Лукиан счел, что дотронуться до плеча Софи не покажется слишком уж большой наглостью.
– Почему ты не уехала с такими деньгами?
– Нет, я кК раз уехала. В Париж! Но проблема в том, что многое из наших тоже захотели в Париж именно в тот момент, и я обязана была им помочь. А что такое десять штук для такой оравы? Тем более в Париже. Но Париж – это какое-то чудо. Слушай, у тебя есть еще красненькое? Оно недурное. Я не собираюсь напиваться. Все в порядке?
– Конечно, конечно. Я все понимаю.
– Да что ты там понимаешь? Ни черта ты не понимаешь. Пардон. Ты неплохой парнишка. Да, да, именно парнишка. Можно, я придавлю часок на твоем диване? Я боюсь идти домой. Тебе хватит пороху сдержаться? Я скажу тебе все как на духу: я хочу твоего вина, но трахаться с тобой не хочу. О'кей? За вино я заплачу тебе позлее. Наверное, я кажусь тебе такой нахалкой…
– Все в порядке. Оставайся у меня. Это вино… такое примитивное…
– Иногда я вижу моего ангела-хранителя во сне.

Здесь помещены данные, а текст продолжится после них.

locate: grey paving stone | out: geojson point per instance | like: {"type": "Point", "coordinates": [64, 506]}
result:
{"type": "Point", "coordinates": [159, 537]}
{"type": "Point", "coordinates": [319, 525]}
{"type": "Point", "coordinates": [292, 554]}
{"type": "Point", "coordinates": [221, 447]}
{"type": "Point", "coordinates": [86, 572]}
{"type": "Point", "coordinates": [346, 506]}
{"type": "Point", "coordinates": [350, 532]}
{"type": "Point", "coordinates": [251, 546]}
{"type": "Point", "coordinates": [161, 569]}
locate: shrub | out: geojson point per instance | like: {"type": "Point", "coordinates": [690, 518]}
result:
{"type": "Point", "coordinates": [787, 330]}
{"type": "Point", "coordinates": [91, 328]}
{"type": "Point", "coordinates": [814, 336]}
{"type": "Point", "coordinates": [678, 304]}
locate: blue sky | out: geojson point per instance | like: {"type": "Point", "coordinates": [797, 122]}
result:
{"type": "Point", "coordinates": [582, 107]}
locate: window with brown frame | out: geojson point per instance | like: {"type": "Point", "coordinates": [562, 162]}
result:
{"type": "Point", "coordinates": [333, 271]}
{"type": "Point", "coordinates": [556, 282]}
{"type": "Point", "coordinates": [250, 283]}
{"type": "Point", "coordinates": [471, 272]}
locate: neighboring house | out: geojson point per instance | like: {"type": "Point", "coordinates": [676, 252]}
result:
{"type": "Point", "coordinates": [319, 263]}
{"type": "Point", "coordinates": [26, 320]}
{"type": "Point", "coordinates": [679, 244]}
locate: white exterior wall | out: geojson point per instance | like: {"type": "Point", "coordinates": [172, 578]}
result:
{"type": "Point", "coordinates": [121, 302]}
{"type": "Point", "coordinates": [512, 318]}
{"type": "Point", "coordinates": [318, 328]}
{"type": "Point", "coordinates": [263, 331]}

– Правда? И как же он выглядит?
– Знаешь, я уверена, что у каждого человека в жизни бывает одна, а то и две, и три первоклассные возможности, но… Например, я могла стать благородной дамой… Ты об этом ничего не знаешь. И зачем я только тебе все это вываливаю? У меня такое чувство, что могу рассказать тебе все, все, и ты спокойно выслушаешь меня. И только подумаешь: бог мой, закончит ли когда-нибудь эта тупая корова… У нее, наверное, месячные, и вообще неумелый любовник.
– Я так не думаю.
– А почему? Вполне возможно.
– Меня это не касается.
– Ой, только не надо кривляться! Все тебя прекрасно касается, потому что я валяюсь на твоем диване. Если тебя ничего не касается, то я просто заткнусь, и точка.

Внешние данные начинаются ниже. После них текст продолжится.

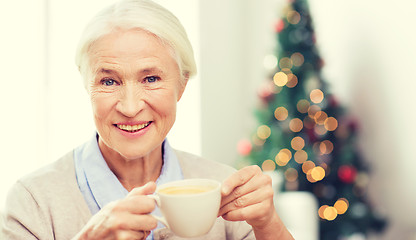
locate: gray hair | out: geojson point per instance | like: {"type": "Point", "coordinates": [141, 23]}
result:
{"type": "Point", "coordinates": [138, 14]}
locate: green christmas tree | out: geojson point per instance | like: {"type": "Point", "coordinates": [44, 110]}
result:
{"type": "Point", "coordinates": [306, 135]}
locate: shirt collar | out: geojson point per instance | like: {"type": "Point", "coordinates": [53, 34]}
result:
{"type": "Point", "coordinates": [104, 185]}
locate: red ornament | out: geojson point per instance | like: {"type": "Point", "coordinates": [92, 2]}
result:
{"type": "Point", "coordinates": [244, 147]}
{"type": "Point", "coordinates": [279, 26]}
{"type": "Point", "coordinates": [347, 173]}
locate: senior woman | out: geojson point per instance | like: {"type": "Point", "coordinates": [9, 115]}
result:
{"type": "Point", "coordinates": [135, 60]}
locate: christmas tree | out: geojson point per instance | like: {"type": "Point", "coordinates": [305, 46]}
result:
{"type": "Point", "coordinates": [305, 133]}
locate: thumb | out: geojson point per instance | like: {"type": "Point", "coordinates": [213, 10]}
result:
{"type": "Point", "coordinates": [146, 189]}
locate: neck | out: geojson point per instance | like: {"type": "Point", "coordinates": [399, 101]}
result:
{"type": "Point", "coordinates": [137, 172]}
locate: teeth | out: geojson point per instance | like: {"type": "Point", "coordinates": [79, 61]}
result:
{"type": "Point", "coordinates": [132, 128]}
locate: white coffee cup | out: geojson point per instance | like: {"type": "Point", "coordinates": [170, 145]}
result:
{"type": "Point", "coordinates": [189, 207]}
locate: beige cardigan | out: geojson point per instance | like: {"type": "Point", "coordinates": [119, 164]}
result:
{"type": "Point", "coordinates": [48, 204]}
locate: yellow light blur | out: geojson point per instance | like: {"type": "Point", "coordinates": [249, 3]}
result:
{"type": "Point", "coordinates": [331, 124]}
{"type": "Point", "coordinates": [318, 173]}
{"type": "Point", "coordinates": [320, 130]}
{"type": "Point", "coordinates": [270, 61]}
{"type": "Point", "coordinates": [308, 122]}
{"type": "Point", "coordinates": [303, 106]}
{"type": "Point", "coordinates": [281, 113]}
{"type": "Point", "coordinates": [320, 117]}
{"type": "Point", "coordinates": [330, 213]}
{"type": "Point", "coordinates": [309, 177]}
{"type": "Point", "coordinates": [291, 175]}
{"type": "Point", "coordinates": [293, 17]}
{"type": "Point", "coordinates": [326, 147]}
{"type": "Point", "coordinates": [280, 79]}
{"type": "Point", "coordinates": [308, 165]}
{"type": "Point", "coordinates": [263, 132]}
{"type": "Point", "coordinates": [257, 141]}
{"type": "Point", "coordinates": [341, 205]}
{"type": "Point", "coordinates": [268, 165]}
{"type": "Point", "coordinates": [285, 63]}
{"type": "Point", "coordinates": [296, 125]}
{"type": "Point", "coordinates": [316, 96]}
{"type": "Point", "coordinates": [297, 59]}
{"type": "Point", "coordinates": [292, 80]}
{"type": "Point", "coordinates": [313, 109]}
{"type": "Point", "coordinates": [297, 143]}
{"type": "Point", "coordinates": [283, 157]}
{"type": "Point", "coordinates": [321, 211]}
{"type": "Point", "coordinates": [301, 156]}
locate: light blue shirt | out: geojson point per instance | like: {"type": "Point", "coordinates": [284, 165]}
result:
{"type": "Point", "coordinates": [100, 186]}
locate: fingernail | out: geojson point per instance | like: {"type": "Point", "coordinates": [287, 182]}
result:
{"type": "Point", "coordinates": [225, 189]}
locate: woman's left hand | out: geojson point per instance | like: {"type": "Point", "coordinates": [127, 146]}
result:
{"type": "Point", "coordinates": [247, 195]}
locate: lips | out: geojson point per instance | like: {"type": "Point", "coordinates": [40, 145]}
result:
{"type": "Point", "coordinates": [132, 127]}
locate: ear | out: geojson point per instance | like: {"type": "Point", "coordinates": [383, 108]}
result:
{"type": "Point", "coordinates": [182, 86]}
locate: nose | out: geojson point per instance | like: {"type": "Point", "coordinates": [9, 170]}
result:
{"type": "Point", "coordinates": [130, 102]}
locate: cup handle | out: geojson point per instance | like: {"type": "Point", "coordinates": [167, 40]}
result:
{"type": "Point", "coordinates": [158, 203]}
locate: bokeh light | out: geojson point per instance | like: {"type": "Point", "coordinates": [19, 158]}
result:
{"type": "Point", "coordinates": [297, 59]}
{"type": "Point", "coordinates": [296, 125]}
{"type": "Point", "coordinates": [297, 143]}
{"type": "Point", "coordinates": [317, 173]}
{"type": "Point", "coordinates": [307, 166]}
{"type": "Point", "coordinates": [321, 211]}
{"type": "Point", "coordinates": [263, 132]}
{"type": "Point", "coordinates": [303, 106]}
{"type": "Point", "coordinates": [331, 124]}
{"type": "Point", "coordinates": [283, 157]}
{"type": "Point", "coordinates": [341, 205]}
{"type": "Point", "coordinates": [291, 175]}
{"type": "Point", "coordinates": [285, 63]}
{"type": "Point", "coordinates": [293, 17]}
{"type": "Point", "coordinates": [320, 117]}
{"type": "Point", "coordinates": [280, 79]}
{"type": "Point", "coordinates": [268, 165]}
{"type": "Point", "coordinates": [308, 122]}
{"type": "Point", "coordinates": [316, 96]}
{"type": "Point", "coordinates": [320, 130]}
{"type": "Point", "coordinates": [313, 109]}
{"type": "Point", "coordinates": [281, 113]}
{"type": "Point", "coordinates": [301, 156]}
{"type": "Point", "coordinates": [330, 213]}
{"type": "Point", "coordinates": [292, 80]}
{"type": "Point", "coordinates": [270, 62]}
{"type": "Point", "coordinates": [326, 147]}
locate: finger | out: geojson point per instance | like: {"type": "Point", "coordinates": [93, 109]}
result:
{"type": "Point", "coordinates": [130, 235]}
{"type": "Point", "coordinates": [252, 214]}
{"type": "Point", "coordinates": [134, 204]}
{"type": "Point", "coordinates": [259, 181]}
{"type": "Point", "coordinates": [146, 189]}
{"type": "Point", "coordinates": [239, 178]}
{"type": "Point", "coordinates": [258, 196]}
{"type": "Point", "coordinates": [132, 222]}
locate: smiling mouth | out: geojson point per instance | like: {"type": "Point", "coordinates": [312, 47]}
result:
{"type": "Point", "coordinates": [132, 128]}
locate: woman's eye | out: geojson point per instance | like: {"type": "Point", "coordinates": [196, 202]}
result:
{"type": "Point", "coordinates": [151, 79]}
{"type": "Point", "coordinates": [108, 82]}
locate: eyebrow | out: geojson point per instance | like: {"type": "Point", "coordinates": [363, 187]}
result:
{"type": "Point", "coordinates": [142, 71]}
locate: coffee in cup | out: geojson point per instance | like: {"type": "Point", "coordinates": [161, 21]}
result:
{"type": "Point", "coordinates": [189, 207]}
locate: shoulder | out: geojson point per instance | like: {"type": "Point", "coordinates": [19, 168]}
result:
{"type": "Point", "coordinates": [194, 166]}
{"type": "Point", "coordinates": [46, 195]}
{"type": "Point", "coordinates": [48, 175]}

– Я имел в виду совсем другое. Я хотел…
– Хольгер собирается сделать банк. А потом, если получится, еще и еще. Представляешь? Я ничего против не имею, но ведь для этого требуется оружие. А если людям в руки попадает оружие, оно когда- нибудь обязательно стреляет…
– Сделать банк… Ты имеешь в виду – ограбить банк?
– А что же еще, по-твоему? Открыть свой? Ха, может, ты одолжишь мне для такого дела стартовый капитал?
Лукиан молчит, тут же обдумывая возможность действительно сделать это. Движения Софи становятся все более неуклюжими.